Sackboy: A Big Adventure
For those who like a little more direction and want someone else to get in on the fun, the best option is Sackboy: A Big Adventure. “Sackboy” is a little knit doll of sorts that first appeared in 2009’s LittleBigPlanet, and Sony has been trying to make Sackboy into a cutesy mascot ever since. He’s never really broken out the way Mario, Sonic, et al have, but now he’s got a whole story-driven 3D platformer with his name on it. Maybe it’ll work this time.
Where Demon’s Souls is for the hardest of the hardcore, Sackboy is meant for anyone and everyone, and it works. I know this because I played alongside my girlfriend, who hasn’t touched a video game controller in literal years, and we had a genuinely great time together. Playing alone, I found the floatiness of the physics frustrating, but it clicks when another person comes in and you start throwing each other around. There’s an element of competition as well, as each person aims to get more of the little orbs littering each level, and at the end, the winner gets a photo, which my girlfriend got a kick out of sabotaging any time I won by punching my Sackboy into sadness, while looking triumphant in her own when she had. Also, the costumes are adorable. She was very excited to be a Yak.
Bugsnax
Which brings us to easily the strangest game to grace Sony’s platform: Bugsnax. This is the new title from the developers of Octodad: Dadliest Catch, which blew up on YouTube a few years back because of its wild premise—an octopus dad trying to hide the fact that he’s an octopus from his loving family— and frustratingly silly gameplay. Bugsnax is weirder… and also kinda disturbing. You take on the role of a journalist after the next big story: bugs that look like snacks and you can eat them and when you do, your body becomes part snack. The game sees you investigating a broad mystery about a missing explorer as well as catching these bugs and feeding them to the muppet-like “Grumpuses” of the island. When you do this, you get to choose which food turns which of their limbs into a pineapple or French fry or hot dog or whatever they ask for or you just decide to force on them.
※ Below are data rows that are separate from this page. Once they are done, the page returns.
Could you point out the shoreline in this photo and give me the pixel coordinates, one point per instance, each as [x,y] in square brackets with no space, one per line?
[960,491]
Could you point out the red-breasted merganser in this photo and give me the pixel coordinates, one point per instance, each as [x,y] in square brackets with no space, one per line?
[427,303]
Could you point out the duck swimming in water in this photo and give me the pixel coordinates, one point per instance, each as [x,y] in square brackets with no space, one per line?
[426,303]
I don’t know what phobia it triggered in me, but I absolutely hated this whole transformation thing. Standing face to face (in first person, no less) with a big purple grumpus that has a popcorn kernel for a foot made me feel uncomfortable, and knowing that I was the one who put it there just made it worse. If I had to guess, it has something to do with how detailed these characters are. Their fur is lovingly rendered, their eyes big and expressive. They seem completely unfazed by the fact that their arm is a bone-in rib, but it just looks wrong.
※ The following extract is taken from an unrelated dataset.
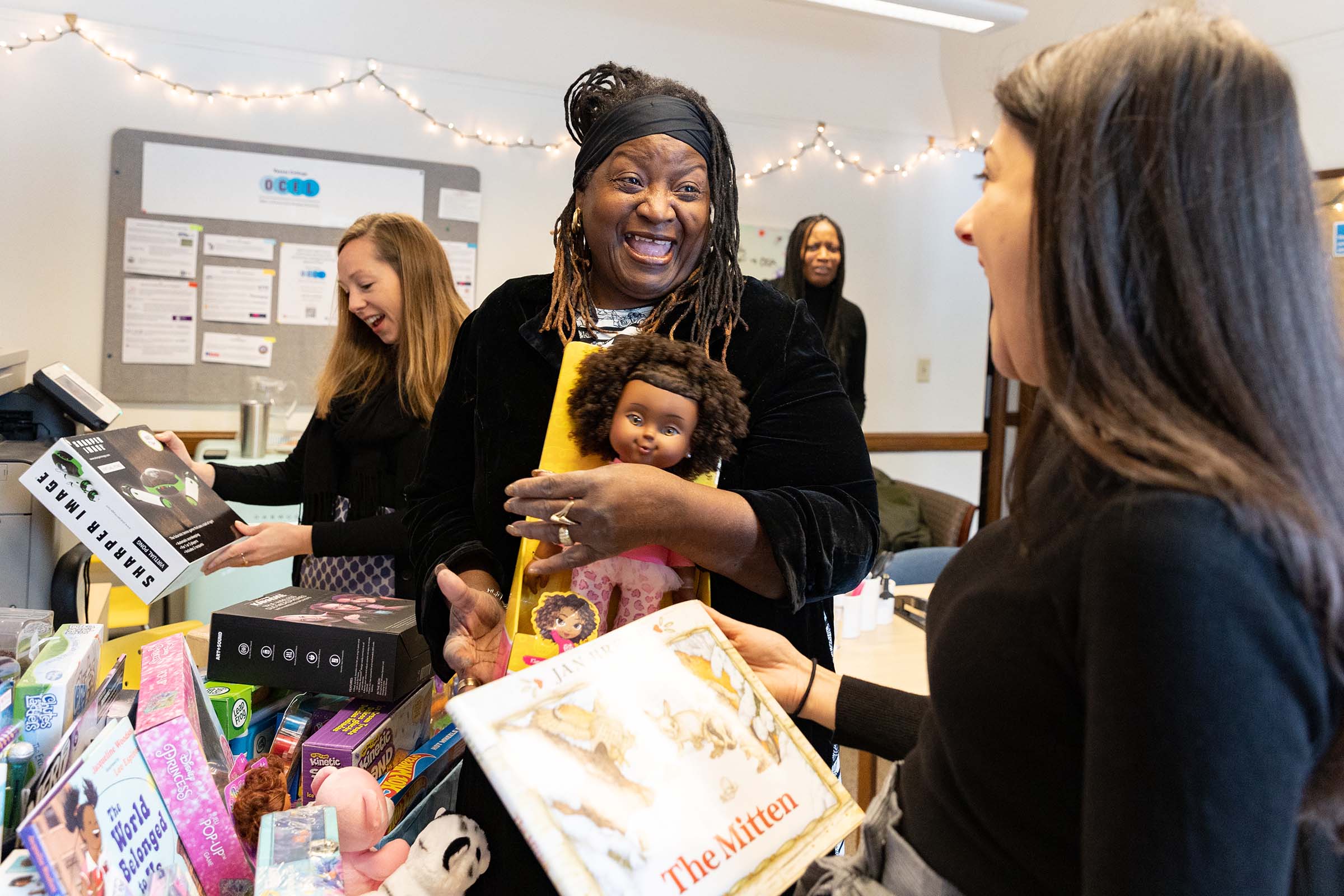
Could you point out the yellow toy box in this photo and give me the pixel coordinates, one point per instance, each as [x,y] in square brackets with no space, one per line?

The game is also pretty janky, with awkward animations and a needlessly convoluted control scheme. It lacks the polish of the other games discussed here, and yet it’s still very pleasant to look at! Its art style is distinct, colorful, and teeming with personality. And I think that, despite the wobbliness, the game is actually useful as a launch title of a new console generation, because it helps to determine the baseline. Like The Pathless, Bugsnax shows what a small studio can do making a cross-generation PlayStation game. And I’m impressed, if not necessarily blown away.
On day one, the PlayStation 5 has shown that it can make things look and feel better than they could have on older hardware. That’s great, but it’s also the bare minimum. I’ve been having a very nice time with my PS5 over the past few weeks, swinging around New York City and crossing precarious paths with my girlfriend and even getting knocked down chasms by hidden demons, but are any of these reasons you must own the latest Sony console? Frankly, no.